3. Find discussions in a particular subject and join them

Hashtags in particular subjects don’t have to be trending. When you want to read more about the HeForShe campaign, you just use the hashtag #heforshe and you can read what’s new in this subject. That’s what I did and I found “Spice Girls” Wannabe video remake for gender equality.


The same applies when you want to find something about your favorite businessman or a company. Use the hashtag and read the stream. It’s also easy to join the discussions or make a new connection with a person who is also fascinating about the same thing.

As for business, you search for news from your industry and join the discussions. One tweet, two tweets and you start having a relationship with your potential customers.

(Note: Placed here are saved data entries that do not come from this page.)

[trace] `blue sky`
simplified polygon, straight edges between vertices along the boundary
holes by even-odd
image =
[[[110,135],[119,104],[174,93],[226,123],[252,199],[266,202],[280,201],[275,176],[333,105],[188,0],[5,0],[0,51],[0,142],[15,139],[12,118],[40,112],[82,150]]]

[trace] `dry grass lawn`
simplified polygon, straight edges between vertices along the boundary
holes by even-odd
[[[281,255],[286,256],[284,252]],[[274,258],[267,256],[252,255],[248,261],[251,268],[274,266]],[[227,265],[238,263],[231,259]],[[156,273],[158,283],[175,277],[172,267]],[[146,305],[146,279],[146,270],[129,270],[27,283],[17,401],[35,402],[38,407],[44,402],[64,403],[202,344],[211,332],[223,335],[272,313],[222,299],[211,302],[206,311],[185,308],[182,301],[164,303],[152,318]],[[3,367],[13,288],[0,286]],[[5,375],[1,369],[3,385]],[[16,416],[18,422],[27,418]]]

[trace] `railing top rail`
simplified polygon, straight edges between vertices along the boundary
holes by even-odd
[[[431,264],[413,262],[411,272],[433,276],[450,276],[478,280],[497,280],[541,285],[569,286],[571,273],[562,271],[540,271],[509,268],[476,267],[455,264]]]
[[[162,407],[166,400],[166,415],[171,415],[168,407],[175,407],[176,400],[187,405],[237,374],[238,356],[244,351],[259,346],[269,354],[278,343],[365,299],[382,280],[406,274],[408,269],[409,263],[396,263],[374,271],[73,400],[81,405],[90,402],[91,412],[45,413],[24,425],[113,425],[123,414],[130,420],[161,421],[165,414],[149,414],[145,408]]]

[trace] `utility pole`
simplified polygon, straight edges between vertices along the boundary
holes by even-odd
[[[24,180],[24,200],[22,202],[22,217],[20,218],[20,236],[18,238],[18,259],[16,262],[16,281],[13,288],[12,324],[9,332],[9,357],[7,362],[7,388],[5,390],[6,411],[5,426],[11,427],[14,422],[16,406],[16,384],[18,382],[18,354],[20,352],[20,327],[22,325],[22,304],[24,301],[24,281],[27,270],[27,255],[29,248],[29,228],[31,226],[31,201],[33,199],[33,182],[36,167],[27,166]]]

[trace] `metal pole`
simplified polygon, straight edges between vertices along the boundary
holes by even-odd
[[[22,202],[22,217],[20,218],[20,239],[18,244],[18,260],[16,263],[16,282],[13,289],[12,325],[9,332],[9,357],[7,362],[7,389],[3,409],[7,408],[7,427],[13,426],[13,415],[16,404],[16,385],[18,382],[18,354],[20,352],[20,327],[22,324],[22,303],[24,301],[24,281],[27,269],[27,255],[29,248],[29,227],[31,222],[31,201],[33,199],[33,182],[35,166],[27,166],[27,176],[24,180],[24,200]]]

4. Create your own hashtags to make your company more popular

You can create your own hashtag with hopes that it will become popular and bring you some fame. If you encourage customers to talk about your brand, make sure you have a great product and service. Otherwise you just tempt the fate.

And then a hashtag becomes a bashtag. Here’s a quick story about a hashtag that went wrong.

The most popular use of hashtags that turned against a company was McDonald’s and its hashtag #McDStories. Since storytelling is the best word of mouth, McDonald’s wanted to encourage its customers to share some heart–warming stories about their experience.

Instead, the hashtag attracted snarky tweeps and McDonald’s detractors who turned it into #McDHorrorStories. It looked something like this:

– These #McDStories never get old, kinda like a box of McDonald’s 10 piece Chicken McNuggets left in the sun for a week.

McDonald’s had the privilege of having their hashtag promoted on the Twitter homepage, but they quickly realized this wasn’t helping their brand and they pulled the campaign within two hours. As you know, crowdsourced campaigns are hard to control. The #McDStories hashtag still has its “promoters" but they mostly tweet about how it all went wrong.

In my opinion you have to have bad luck if your own campaign turns against you. I hope you’ll never regret saying: “You know what we need? A hashtag that will engage people in our new feature…”

5. Use hashtags in contest

Hashtags are a must when you organize a contest on Twitter. Or should I say, when you’re organizing a popular contest. It can be a photo contest or best answer contest that require to tag a friend so that campaign spread as far and wide as possible.

Hashtags keep your contest organized, track its participants activity and make it easy to choose a winner. Participants can also check other people's work.

In a hashtag, it’s best if you use the name of your company. And in your contest guidelines, instruct others to use the hashtag in their tweets about the contest.

6. Use hashtags in your bio

You can allow yourself to be search–able to those with similar interests and industry. You keep use hashtags in your bio on Twitter. Also include a link to your website, blog and other social media sites.

Here's a screen from my Twitter. Check out my bio: how I use hashtags and how I link to my website.

Twitter bio

Use of hashtags Twitter

At the beginning of your journey with Twitter you probably wondered what is this prefix symbol (#) that people are using. Now, you not only know a lot about hashtags but you’re also ready to create some killer hashtags on your own.

Just remember to make it look and sound good, and don’t make a whole tweet consists of hashtags. Also be up to date with the hashtags that are so irritating people would love to retire them.